The longevity of these questions across time and space means that a deepening understanding of SPG’s earliest archive is able to inform and shape its functioning in the twenty-first century. This archive, which evidences a discourse and genealogy of pastoral care developed over three-hundred years, offers a different grounding for USPG as a contemporary organization, perhaps making more visible the challenging dynamics that continue to influence its functioning and relationships. Thinking about the contemporary life of an organization in dialogue with its archives offers a distinct vantage point from which to reflect on the challenges of relationships over time. Our project has embodied a highly productive process of cross-sectoral discussion between academic research and historical and contemporary organizational praxis. Collaboratively rethinking this shared but conflicted and often painful history has the potential to bring new dimensions to relationships in active dialogue with some of USPG’s oldest partners within the Anglican Communion.
Pastoral care is a highly complex and power-laden dynamic: it appears in many different guises and is expressed in various ways across cultural contexts. What is perceived as pastoral care in one context can be interpreted as brutality in another. Critical questions arise here as to whether what is offered as pastoral care, particularly across contexts, is experienced and received as care? There have been times when the priorities of USPG as an administrative organization, embroiled in Western systems of bureaucracy and accountability, have jeopardized global relationships. As with other organizations, the relational and the administrative aspects are often in tension with each other. The early archive offers a caution about the issues of power that USPG as a twenty-first century organization continues to negotiate. How then might USPG better hold the tension between the administrative and the relational in ways that protect and nurture creativity and relationship? How might USPG be better at including the voices and experiences of partners in thinking about what it means to offer pastoral care for bodies and souls, across multiple contexts and inequities? How might excavating languages of pastoral care in SPG’s early archive enable different ways of thinking about languages and practices of pastoral caregiving in the present?

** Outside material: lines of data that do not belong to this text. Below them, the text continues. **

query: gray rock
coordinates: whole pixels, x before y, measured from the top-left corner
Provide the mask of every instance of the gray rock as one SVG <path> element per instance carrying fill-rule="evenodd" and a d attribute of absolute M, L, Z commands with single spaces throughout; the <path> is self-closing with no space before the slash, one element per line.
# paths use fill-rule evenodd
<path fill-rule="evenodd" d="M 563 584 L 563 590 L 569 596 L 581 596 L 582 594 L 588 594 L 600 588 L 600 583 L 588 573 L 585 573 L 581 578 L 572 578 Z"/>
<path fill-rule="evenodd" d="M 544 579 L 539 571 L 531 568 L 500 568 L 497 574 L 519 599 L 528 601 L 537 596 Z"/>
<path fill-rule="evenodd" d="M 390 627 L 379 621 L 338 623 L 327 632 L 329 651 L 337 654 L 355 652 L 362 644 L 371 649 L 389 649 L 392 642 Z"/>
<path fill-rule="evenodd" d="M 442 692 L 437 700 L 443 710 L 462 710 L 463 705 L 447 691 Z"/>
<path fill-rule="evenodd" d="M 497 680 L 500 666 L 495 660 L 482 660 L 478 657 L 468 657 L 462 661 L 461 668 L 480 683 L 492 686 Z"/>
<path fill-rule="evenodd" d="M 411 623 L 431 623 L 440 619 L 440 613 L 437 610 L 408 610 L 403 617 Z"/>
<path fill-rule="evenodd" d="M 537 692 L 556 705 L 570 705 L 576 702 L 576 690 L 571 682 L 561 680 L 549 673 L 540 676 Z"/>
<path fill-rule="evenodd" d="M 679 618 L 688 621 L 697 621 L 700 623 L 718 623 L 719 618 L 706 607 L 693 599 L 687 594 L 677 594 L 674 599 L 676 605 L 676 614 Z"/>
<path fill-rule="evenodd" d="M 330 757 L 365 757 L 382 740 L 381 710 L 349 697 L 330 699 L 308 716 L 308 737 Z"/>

The online exhibition, which our cross-sectoral collaboration has generated, is a way of interrogating the most innovative and barbaric facets of SPG’s organizational history of pastoral caregiving. It reveals the commitment with which those within SPG sought to care for certain groups across the Atlantic, whilst catastrophically failing in their duty of care for others. It invites ongoing dialogue and reflection about the ways in which faith-based organizations, like USPG, and many others, still operating within the same global networks of relationship that were established during the early modern period, work towards deeper understanding of the history explored in this online exhibition.